For non-Gurkha personnel and their dependants based abroad, the Joint Casualty and Compassionate Centre (JCCC) should be contacted on 44 (0) 1452 519951. This number is continually manned 24 hours a day, including weekends and Bank Holidays. Please pass this number to your relatives and friends in the UK and advise them the following procedures.
Welfare support for ex-servicemen is provided by the Gurkha Welfare Scheme (GWS) which is the field arm of the UK based charity, the Gurkha Welfare Trust (GWT).
The GWT aims to alleviate hardship and poverty amongst ex-servicemen and their widows, many whom due to relatively short war service or redundancy in the 60s do not have a Service Pension.

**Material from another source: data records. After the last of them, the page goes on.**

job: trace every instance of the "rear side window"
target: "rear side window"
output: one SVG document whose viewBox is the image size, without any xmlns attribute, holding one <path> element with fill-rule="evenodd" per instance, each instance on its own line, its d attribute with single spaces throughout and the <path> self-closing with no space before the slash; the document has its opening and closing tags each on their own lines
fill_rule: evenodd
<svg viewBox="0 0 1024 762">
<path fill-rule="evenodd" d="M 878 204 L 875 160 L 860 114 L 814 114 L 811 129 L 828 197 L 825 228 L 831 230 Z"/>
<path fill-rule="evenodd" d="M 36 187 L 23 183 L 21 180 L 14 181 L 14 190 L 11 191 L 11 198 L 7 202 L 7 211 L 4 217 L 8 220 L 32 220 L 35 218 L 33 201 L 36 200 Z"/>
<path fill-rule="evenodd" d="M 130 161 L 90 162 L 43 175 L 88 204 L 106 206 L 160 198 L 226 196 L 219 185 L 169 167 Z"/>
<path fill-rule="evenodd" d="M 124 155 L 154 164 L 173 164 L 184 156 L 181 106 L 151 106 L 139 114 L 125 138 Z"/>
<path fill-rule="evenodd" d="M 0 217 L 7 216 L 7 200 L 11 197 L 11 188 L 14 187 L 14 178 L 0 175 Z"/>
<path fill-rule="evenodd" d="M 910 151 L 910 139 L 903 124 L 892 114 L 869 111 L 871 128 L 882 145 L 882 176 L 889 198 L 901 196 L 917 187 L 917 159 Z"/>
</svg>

The Trust is supported by the Ministry of Defence who meet the staff and administrative costs of the GWS.
The GWS is the field arm of the Gurkha Welfare Trust (GWT), a UK based charity. The GWS is based in Pokhara and is run on a day-to-day basis by the Field Director GWS and his staff.
The Field Director is a serving Brigade of Gurkhas Lt Col. He is supported by a Captain and several retired officers. Commander BGN is the Director of the GWS and answers to the GWT Trustees in the UK. The GWS is represented in the hills by 21 Area Welfare Centres (AWCs) spread across the traditional recruiting areas, as well as on Centre in Darjeeling, India. They are purpose-built and are staffed by an Area Welfare Officer, one or more assistants depending on the size of the parish, a medical assistant and one or more peons who act as cooks and runners. This extensive network is supported by 12 patrol bases reaching far into the Himalayan foothills.
It is this staff that investigate all claims for aid from ex-servicemen and frequently the circumstances of serving soldiers’ families. Aid dispersed by the GWS is directed to support ex-servicemen and their widows either individually with welfare pension, hardship grants, medical grants and education grants or communally through projects such as water points, schools and suspension bridges.